De impact valt nauwelijks te onderschatten. Per gewerkt jaar stijgen de pensioenrechten van zelfstandigen met maar liefst 45 procent (de correctiecoëfficiënt gaat van 0,69 naar 1): in de toekomst ligt daardoor het maximumpensioen voor zelfstandigen hoger dan voor werknemers (een gevolg van het hogere berekeningsplafond). Het is een prototype van een technische beslissing die op korte termijn weinig impact heeft, maar op langere termijn met een miljardenfactuur komt.
Akkoord, de wettelijke pensioenen van zelfstandigen liggen momenteel laag (gemiddeld rond de 905 euro netto, tegenover 1250 euro voor werknemers), maar die gemiddeld lagere pensioenen weerspiegelen de verhoudingsgewijs veel lagere sociale bijdragen die zelfstandigen op hun arbeidsinkomen verschuldigd zijn. Bovendien bouwen veel zelfstandigen minstens één aanvullend pensioen op.
Voor alle duidelijkheid, het is niet zozeer de pensioenverhoging die tegen de borst stoot, wel dat die gebeurt zonder hervorming van de bijdragen. De sociale bijdragen van zelfstandigen zijn degressief, ze dalen nu naarmate je meer verdient, én ze zijn geplafonneerd. Zowel de hoogte als de opbouw van sociale bijdragen lijken, gezien de hervorming van de zelfstandigenpensioenen, aan herziening toe.

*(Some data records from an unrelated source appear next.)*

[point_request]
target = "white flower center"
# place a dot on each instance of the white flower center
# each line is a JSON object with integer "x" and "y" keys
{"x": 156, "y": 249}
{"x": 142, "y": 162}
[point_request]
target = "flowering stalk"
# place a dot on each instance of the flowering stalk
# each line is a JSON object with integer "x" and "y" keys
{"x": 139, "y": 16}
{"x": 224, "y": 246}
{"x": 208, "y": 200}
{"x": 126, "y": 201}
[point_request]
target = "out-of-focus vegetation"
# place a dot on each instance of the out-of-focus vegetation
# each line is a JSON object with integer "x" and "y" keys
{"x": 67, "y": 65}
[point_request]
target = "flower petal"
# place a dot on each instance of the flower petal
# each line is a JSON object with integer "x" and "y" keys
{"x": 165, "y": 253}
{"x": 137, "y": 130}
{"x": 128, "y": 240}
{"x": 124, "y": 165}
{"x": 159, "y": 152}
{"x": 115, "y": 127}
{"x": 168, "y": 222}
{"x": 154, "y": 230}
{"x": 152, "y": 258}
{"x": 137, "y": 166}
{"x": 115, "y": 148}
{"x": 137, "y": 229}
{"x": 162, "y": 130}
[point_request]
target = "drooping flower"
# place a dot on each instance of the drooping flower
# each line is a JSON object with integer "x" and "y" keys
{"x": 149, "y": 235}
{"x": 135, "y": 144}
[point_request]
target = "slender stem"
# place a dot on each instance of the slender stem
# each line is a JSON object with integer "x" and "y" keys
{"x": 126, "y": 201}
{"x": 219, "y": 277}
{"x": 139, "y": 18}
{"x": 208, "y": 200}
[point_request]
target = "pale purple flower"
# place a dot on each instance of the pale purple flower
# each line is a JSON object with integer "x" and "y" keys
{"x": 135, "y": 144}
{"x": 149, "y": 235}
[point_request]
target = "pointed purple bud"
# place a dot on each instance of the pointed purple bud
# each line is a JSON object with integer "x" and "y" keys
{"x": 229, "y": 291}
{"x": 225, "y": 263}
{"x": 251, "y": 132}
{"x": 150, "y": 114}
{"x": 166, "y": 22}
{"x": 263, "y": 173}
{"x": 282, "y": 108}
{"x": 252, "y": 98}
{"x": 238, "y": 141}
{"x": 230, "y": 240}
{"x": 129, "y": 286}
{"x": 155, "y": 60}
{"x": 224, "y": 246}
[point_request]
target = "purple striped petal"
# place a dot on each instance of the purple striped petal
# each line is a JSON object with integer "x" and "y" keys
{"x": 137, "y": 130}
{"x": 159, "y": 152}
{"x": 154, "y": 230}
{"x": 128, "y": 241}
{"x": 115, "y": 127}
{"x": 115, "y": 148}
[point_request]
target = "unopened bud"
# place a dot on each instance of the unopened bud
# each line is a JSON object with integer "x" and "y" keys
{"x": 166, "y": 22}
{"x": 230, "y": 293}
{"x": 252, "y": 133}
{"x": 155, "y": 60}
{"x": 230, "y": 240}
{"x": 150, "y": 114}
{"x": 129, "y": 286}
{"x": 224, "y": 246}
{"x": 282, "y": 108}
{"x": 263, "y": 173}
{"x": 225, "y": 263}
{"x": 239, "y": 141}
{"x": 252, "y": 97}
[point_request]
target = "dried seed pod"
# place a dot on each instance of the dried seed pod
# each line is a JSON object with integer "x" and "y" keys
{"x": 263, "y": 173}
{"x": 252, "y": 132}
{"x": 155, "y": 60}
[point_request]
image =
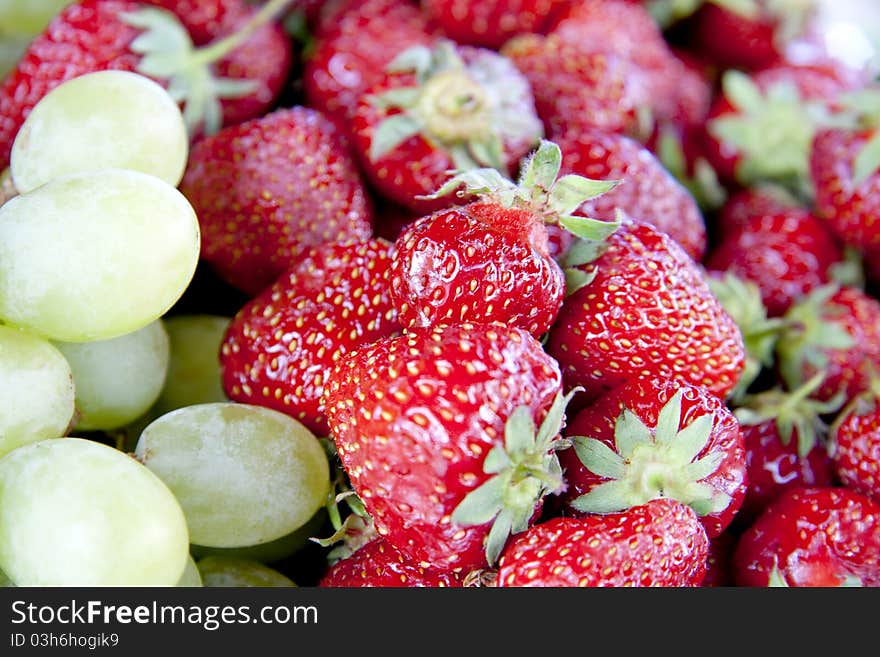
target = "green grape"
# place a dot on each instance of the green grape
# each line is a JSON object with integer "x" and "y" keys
{"x": 94, "y": 256}
{"x": 243, "y": 474}
{"x": 273, "y": 551}
{"x": 75, "y": 512}
{"x": 119, "y": 379}
{"x": 28, "y": 17}
{"x": 191, "y": 577}
{"x": 194, "y": 370}
{"x": 238, "y": 573}
{"x": 102, "y": 120}
{"x": 36, "y": 389}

Net voor het zomerreces bereikte de federale regering een akkoord over een (bescheiden) pensioenhervorming. De centrumrechtse partijen legden sterk de nadruk op de beheersing van de toekomstige pensioenfactuur, onder meer via een strengere toegang tot het minimumpensioen.
Over de betaalbaarheid van de zelfstandigenpensioenen viel evenwel geen woord. Nochtans staan we daar voor een substantiële kostenstijging. Een herziening van de sociale bijdragen met meer solidariteit van en onder zelfstandigen dringt zich op. Voor mij is het alvast glashelder: de ene vergrijzingsfactuur is de andere niet.
Olivier Pintelon is politicoloog, adviseur studiedienst ABVV en kernlid van denktank Minerva.
Deze bijdrage verscheen in de reeks Doordenkers bij Knack.